Netflix, kişi başı 2500 TL olmak üzere sektör çalışanlarına 4 mlyon TL destek verecekmiş. İstanbul Kültür Sanat Vakfı (İKSV) ve Sinema Televizyon Sendikası da sorumlu.
Yarına tek bilet inceleme
İkisini de izleyen biri doğrularsa Bozkır’a hiç bulaşmayayım bari.
@desperate houseboy
(Bu, parmakla gösterdiler demek değil yalnız. Onçün bence izle.)

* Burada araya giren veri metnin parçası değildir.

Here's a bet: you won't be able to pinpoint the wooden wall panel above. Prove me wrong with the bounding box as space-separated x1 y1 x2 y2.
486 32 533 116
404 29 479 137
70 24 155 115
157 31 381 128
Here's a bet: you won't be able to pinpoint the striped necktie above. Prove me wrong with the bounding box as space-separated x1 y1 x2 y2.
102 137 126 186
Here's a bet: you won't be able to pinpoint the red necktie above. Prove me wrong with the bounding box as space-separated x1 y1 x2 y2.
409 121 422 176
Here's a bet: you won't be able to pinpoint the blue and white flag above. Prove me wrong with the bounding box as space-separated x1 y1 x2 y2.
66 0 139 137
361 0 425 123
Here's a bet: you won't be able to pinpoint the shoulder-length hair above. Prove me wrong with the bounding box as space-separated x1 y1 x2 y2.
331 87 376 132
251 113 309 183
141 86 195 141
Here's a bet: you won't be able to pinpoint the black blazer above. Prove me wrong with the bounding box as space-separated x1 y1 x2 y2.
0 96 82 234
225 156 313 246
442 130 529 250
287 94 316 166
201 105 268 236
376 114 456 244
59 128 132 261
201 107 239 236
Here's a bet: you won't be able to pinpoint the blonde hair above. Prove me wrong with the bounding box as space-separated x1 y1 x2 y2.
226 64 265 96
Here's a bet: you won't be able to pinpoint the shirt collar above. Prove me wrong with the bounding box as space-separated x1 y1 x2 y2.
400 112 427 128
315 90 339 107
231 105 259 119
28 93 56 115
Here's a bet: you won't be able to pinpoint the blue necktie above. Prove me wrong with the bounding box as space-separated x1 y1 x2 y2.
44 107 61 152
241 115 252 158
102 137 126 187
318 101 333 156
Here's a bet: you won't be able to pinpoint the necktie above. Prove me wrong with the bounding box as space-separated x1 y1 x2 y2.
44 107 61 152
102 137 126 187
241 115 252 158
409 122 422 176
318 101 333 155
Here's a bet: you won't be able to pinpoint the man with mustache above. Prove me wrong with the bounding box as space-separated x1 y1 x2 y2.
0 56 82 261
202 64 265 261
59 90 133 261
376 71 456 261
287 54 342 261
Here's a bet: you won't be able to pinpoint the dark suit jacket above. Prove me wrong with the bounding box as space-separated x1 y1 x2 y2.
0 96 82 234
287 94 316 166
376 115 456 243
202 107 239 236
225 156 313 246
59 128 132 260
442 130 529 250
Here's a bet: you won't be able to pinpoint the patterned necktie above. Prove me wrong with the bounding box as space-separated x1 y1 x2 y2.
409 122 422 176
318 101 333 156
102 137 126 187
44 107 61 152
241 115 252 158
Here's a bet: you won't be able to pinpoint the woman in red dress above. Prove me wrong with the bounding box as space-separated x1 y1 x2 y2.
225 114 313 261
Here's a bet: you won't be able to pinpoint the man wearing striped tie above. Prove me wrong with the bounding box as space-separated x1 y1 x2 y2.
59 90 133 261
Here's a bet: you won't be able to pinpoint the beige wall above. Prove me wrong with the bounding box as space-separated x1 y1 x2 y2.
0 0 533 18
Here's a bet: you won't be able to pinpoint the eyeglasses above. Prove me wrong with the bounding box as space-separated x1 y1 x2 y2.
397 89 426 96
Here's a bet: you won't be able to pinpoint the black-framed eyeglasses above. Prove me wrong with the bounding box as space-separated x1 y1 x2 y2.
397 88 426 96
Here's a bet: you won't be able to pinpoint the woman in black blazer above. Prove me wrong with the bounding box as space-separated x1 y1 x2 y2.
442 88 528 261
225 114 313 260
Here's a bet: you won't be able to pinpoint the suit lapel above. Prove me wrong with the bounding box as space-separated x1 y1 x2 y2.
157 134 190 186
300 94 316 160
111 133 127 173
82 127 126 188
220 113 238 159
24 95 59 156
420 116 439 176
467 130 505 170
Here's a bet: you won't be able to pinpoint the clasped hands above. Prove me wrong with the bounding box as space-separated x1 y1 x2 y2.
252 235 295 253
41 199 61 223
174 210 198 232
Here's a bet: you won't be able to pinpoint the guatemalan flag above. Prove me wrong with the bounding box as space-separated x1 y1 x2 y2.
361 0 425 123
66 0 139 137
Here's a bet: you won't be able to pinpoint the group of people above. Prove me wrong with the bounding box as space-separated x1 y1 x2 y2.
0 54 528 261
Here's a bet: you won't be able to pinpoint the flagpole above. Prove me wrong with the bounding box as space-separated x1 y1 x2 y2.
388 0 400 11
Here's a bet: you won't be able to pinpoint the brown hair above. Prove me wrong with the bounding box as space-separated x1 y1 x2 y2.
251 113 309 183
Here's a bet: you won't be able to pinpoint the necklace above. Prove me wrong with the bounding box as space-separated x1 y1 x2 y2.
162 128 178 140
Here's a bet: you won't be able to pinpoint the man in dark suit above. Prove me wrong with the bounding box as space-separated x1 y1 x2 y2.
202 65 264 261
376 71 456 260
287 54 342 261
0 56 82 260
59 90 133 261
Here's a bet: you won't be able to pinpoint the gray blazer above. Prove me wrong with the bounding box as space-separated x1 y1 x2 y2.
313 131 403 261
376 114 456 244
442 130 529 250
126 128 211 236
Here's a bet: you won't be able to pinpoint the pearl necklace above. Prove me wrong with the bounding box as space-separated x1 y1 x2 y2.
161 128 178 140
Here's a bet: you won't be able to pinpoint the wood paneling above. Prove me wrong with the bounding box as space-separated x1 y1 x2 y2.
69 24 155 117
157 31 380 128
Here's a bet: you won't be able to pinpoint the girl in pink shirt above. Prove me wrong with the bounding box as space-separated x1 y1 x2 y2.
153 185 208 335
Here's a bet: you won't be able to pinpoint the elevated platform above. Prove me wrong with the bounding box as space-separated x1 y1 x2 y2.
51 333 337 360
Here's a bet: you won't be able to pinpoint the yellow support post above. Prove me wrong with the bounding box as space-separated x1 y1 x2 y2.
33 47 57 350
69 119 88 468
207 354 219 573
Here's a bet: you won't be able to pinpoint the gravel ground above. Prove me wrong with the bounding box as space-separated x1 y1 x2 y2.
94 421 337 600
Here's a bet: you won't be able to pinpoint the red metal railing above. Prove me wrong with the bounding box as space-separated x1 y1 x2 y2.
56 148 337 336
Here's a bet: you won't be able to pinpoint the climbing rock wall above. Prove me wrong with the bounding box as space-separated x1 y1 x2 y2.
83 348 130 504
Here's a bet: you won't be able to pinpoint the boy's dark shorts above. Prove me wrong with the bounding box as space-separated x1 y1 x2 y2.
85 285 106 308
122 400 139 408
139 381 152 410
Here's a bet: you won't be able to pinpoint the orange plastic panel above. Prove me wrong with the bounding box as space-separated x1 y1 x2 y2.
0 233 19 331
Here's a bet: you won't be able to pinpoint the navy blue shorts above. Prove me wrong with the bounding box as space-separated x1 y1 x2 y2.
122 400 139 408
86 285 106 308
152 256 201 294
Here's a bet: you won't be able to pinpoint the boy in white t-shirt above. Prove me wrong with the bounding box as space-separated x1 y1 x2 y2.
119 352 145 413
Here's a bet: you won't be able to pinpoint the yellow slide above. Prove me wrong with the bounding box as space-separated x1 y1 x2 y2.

@aytackara Of Neyse, Alef’ten sonra biraz önlere almıştım. En azından gerilere iteleyim azcık. Unuturum belki
Yeri burası değil ama dursun.
Netflix Türkiye İletişim Müdürü: Türkiye için açıklanan abonelik ve gelir rakamları gerçeği yansıtmıyor
İnşallah doğru değildir.
Netflix added 10 million net new global subscribers last quarter, beating expectations
Netflix Türkiye hesabı Ağustos programını “Ağustos’a bak, şampiyonlar ligi…” diye bir tweetle duyurmuş.
Bein Connect de altına gelip “Ağustos’a bak, hem Şampiyonlar Ligi hem Avrupa Ligi…” diye yazıp maç programını koymuş. Tonla dizi yayınlayan, göreceli bir sürü kaliteli dizi de bulunduran yerdeki vizyonsuzluk bir harika.
Madem Netflix’e yazıyorsun, bari bizde hem bir sürü dizi falan da var deyiver. Netflix’i kıskandıkları doğru galiba.
Netflix hız artırma özelliği geliyor.
Wiki göre The Protector da önce de müdahale edip eşcinsel karakter çıkarmışlar.
Hız artırma özelliği Netflix’e gelmiş. Şimdilik son güncellemeyle mobile geldi gibi duruyor. Telefondan bir bölüm açtığında sol altta Hız (x1) çıkıyor. x1.5’a kadar artabiliyor.
Netflix, yeni üyeler için 30 günlük deneme sürümünü geri getirmiş. However, 1.99 TL.